Sounds like you're multiplying every component by an extra factor of [itex]\cos\phi[/itex] before integrating...why are you doing that?
 
  • #3
I thought because [tex] \lambda(\phi) = \lambda_0 cos(\phi) [/tex] so when you do the integral the cos doesn't pull out.
 
  • #4
venkman1080 said:
I thought because [tex] \lambda(\phi) = \lambda_0 cos(\phi) [/tex] so when you do the integral the cos doesn't pull out.

Yes, I overlooked that. Your answer looks good to me.
 
  • #5
I'm just having trouble visualizing why the answer is only in the i_hat. Can you help clarify this for me?
 
  • #6
Think symmetry. For every spot on the ring, there's a spot on the opposite side with the same charge in magnitude but with opposite sign.
 

1. How do you calculate the electric field for a ring of non-uniform charge per length?
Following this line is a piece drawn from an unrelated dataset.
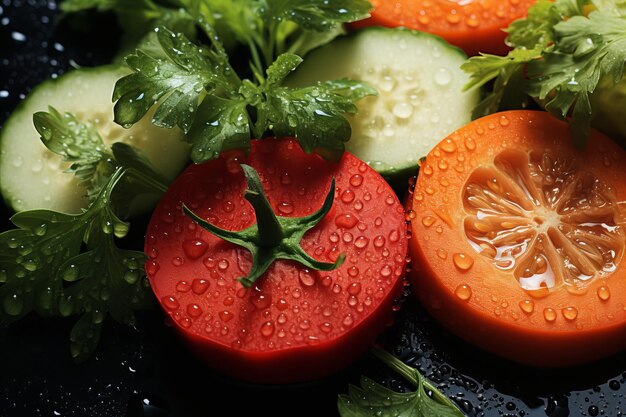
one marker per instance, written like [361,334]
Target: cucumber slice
[32,177]
[420,93]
The formula for the electric field at a point on the axis of a ring of non-uniform charge is given by E = (kλz/R^2) * ∫(1/√(R^2 + z^2 - 2Rzcosθ) * dq), where k is the Coulomb's constant, λ is the charge per length, z is the distance from the center of the ring, R is the radius of the ring, and θ is the angle between the radius vector and the horizontal axis.
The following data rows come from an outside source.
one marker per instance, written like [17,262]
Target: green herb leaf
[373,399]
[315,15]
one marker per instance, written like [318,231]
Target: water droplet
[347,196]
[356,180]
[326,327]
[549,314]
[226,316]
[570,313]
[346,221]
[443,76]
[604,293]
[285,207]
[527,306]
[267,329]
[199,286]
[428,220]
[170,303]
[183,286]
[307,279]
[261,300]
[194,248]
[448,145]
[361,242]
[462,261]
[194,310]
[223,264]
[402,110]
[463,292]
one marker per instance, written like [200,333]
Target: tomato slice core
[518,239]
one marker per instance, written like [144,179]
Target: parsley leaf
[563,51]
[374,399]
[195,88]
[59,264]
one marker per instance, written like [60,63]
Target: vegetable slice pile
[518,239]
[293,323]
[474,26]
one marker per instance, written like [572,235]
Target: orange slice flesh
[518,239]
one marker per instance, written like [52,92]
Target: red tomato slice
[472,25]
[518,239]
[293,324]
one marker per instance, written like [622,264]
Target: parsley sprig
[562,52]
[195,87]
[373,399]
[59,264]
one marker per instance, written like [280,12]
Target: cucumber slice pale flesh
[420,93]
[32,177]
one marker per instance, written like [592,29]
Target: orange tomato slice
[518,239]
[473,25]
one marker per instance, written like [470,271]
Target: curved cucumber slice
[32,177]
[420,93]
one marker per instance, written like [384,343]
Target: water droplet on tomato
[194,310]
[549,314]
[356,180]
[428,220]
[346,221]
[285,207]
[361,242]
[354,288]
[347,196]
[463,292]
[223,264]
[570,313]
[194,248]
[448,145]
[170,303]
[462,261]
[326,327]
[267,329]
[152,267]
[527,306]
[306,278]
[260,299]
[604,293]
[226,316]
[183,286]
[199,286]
2. How does the electric field vary along the axis of a ring of non-uniform charge per length?

The electric field varies along the axis of a ring of non-uniform charge per length due to the non-uniform distribution of charge. As the distance from the center of the ring increases, the electric field decreases due to the inverse square relationship between distance and electric field strength.

3. What is the difference between a ring of non-uniform charge and a ring of uniform charge?
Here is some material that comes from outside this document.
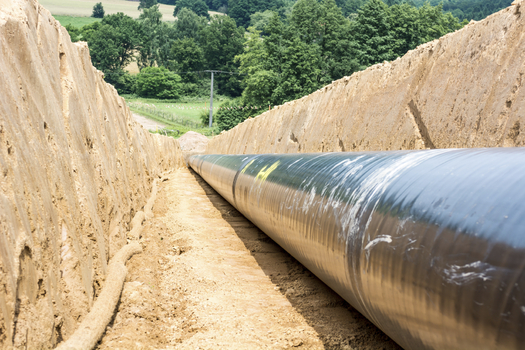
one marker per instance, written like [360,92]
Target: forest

A ring of non-uniform charge has a varying charge density along its circumference, whereas a ring of uniform charge has the same charge density at every point along its circumference. This difference affects the calculation of the electric field, as a ring of non-uniform charge requires integration to take into account the varying charge density.

4. Can the electric field for a ring of non-uniform charge per length be negative?

Yes, the electric field for a ring of non-uniform charge per length can be negative. This occurs when the distance from the center of the ring is greater than the radius of the ring, resulting in a negative value for the electric field. It is important to pay attention to the direction of the electric field, as it can be either positive or negative depending on the point of observation.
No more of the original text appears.